According to the group, Africa has 63 trans-boundary river basins, representing 93% freshwater of the continent, which indicates every African country has a trans-boundary watercourse.
They emphasised that freshwater is a key factor in sustainable development and is essential for the protection of basic human rights, e.g. health, food, and energy.
The NGOs observed that climate change, water overuse and pollution jeopardised the human rights of present and future generations. Using Chad as an example, they said the surface area of Lake Chad had decreased from 25’000km2 to 1’500km2 between 1960 and 2000.
They added that the risk of water tensions had massive impact on human rights; hence there was urgent need for a legal framework for cooperation to secure human rights.
The NGOs therefore called for the establishment of multi-stakeholder management mechanisms, while ensuring that communities and individuals accessed information, and participated in the human rights impact assessment and decision-making concerning the management of international surface and groundwater resources.
They also urged the Commission to ensure that communities and individuals were entitled within their respective jurisdiction to judicial, administrative or other remedies, when the right to water and sanitation of an individual of a riparian state was threatened or violated by the activity of another state sharing the same aquifer.
The NGOs including WaterAid, Waterlex and Green Cross, raised the need to respect the principle of non-discrimination within and among neighbouring populations, and take into account the needs of vulnerable and most marginalised people, including women and children as well as displaced people, while implementing obligations.

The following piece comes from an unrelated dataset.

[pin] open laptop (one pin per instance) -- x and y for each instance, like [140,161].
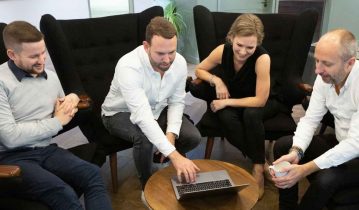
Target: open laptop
[207,183]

Meanwhile, all is set for the official opening of the 54rd African Charter on Human and People’s Right to be held at Banjul in the Republic of Gambia. During the session, selected members of African states are expected to submit their human right performance report to the commission. The commissioners will then make follow up enquiries as to why some obligations were not been met by those countries.
Also, NGOs who have observatory status ACHP will be given fifteen minutes to present statement issues on human right in their various countries.
The African Charter on Human and Peoples’ Rights (also known as the Banjul Charter) is an international human rights instrument that is intended to promote and protect human rights and basic freedoms in the African continent.
Oversight and interpretation of the Charter is the task of the African Commission on Human and Peoples’ Rights, which was set up in 1987 and is now headquartered in Banjul, Gambia. A protocol to the Charter was subsequently adopted in 1998 whereby an African Court on Human and Peoples’ Rights was to be created. The protocol came into effect on 25 January 2005.